The questions have seemed endless.
How many spectators are allowed at each venue by local health officials? When will coronavirus tests be administered? (The winner of the San Jose State and Wyoming game on Wednesday night must return to the arena at 5:45 a.m. local time Thursday for tests before that day’s noon quarterfinal, The San Diego Union-Tribune reported.) How many press members and N.B.A. scouts will attend and where will they sit? How will teams get to the arena? (The Pac-12 women, Big West and WAC teams will walk out of hotels and through parking lots to auxiliary arena entrances to avoid walking through casinos where they are staying.)
Where do conferences find people to mop the floor? (Stanford’s football coach, David Shaw, was conscripted at a Cardinal home game.) Where will teams practice? (The WAC found two courts at an area convention center.) And if a conference winner has to drop out of the N.C.A.A. tournament, who will replace it?
“The first thing an administrator will ask you when you tell him something is ‘what is everybody else doing?’” said Loghry, the WAC official. “At first we were bouncing ideas off each other, but then we’d get into the weeds and pretty soon it was sports information directors, marketing, entire staffs were on it. Somebody would say, ‘what are you doing about X?’ and you’d think, ‘oh, God, I didn’t think about that,’ and it would lead to our next week’s to-do list.”
In one of those spit-balling sessions, somebody asked if the basketballs were cleaned by dunking them in a disinfectant solution.

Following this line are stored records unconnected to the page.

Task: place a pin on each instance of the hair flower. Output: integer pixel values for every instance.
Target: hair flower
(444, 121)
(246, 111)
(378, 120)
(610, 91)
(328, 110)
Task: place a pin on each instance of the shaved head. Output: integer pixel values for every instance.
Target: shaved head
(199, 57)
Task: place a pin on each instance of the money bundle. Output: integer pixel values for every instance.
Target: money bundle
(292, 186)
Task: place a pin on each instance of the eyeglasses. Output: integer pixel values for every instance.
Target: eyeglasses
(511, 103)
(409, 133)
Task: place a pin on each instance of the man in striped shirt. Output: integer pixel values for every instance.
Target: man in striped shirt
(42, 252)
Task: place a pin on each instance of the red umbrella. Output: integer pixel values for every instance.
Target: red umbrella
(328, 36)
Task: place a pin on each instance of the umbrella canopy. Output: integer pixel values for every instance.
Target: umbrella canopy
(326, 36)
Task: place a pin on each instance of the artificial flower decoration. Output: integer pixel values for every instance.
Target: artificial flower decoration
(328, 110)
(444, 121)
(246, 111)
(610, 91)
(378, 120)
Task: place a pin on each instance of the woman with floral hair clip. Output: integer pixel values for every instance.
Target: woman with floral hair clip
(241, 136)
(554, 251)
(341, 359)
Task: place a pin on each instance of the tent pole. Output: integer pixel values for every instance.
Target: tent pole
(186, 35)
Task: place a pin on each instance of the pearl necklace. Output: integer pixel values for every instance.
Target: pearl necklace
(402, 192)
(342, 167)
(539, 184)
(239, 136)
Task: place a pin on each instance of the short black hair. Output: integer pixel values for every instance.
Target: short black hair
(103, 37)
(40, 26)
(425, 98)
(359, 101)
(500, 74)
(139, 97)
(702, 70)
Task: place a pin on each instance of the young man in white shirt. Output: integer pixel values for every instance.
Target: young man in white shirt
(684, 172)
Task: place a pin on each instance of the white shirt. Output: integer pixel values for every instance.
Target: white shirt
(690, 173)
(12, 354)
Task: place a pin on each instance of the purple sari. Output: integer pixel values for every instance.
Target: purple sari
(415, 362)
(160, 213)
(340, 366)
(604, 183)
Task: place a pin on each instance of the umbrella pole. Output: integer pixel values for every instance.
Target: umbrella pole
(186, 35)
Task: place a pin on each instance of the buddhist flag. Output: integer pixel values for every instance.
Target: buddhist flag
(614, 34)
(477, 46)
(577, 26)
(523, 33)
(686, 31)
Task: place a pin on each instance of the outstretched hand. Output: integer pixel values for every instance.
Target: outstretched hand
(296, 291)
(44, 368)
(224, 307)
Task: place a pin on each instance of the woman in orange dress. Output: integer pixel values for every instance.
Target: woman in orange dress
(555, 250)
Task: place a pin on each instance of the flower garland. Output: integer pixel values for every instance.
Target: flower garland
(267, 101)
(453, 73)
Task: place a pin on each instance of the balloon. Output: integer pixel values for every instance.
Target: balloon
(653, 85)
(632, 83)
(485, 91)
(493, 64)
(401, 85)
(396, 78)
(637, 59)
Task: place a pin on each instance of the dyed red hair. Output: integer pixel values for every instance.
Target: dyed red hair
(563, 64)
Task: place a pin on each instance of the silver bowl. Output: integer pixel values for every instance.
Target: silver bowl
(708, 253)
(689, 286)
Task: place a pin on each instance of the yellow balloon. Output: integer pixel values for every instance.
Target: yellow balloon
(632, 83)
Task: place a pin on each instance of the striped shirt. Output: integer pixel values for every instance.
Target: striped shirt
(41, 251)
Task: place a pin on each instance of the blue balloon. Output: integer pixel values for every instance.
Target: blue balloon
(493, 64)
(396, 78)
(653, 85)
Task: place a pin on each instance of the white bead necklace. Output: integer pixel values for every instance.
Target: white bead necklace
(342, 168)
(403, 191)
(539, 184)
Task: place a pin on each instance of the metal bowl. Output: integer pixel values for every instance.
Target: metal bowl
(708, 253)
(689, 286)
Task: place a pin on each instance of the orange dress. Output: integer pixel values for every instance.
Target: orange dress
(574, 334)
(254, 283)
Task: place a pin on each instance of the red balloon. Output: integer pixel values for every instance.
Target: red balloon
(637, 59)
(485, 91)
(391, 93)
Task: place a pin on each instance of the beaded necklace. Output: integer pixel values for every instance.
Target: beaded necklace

Since a basketball’s composition naturally absorbs moisture — allowing them to become slightly tacky as the game moves along — immersing the balls would have left them waterlogged and unusable.
The solution, they learned, was to wipe the balls with a dry towel, then again with a towel dampened by a soapy solution (never alcohol!) and then clean them off with another dry towel.
Who knew?
That could be said of many details from the pandemic playbook that will be put to the test over the next month, when college basketball’s winners and losers won’t just be determined by the scoreboard, but by coronavirus tests.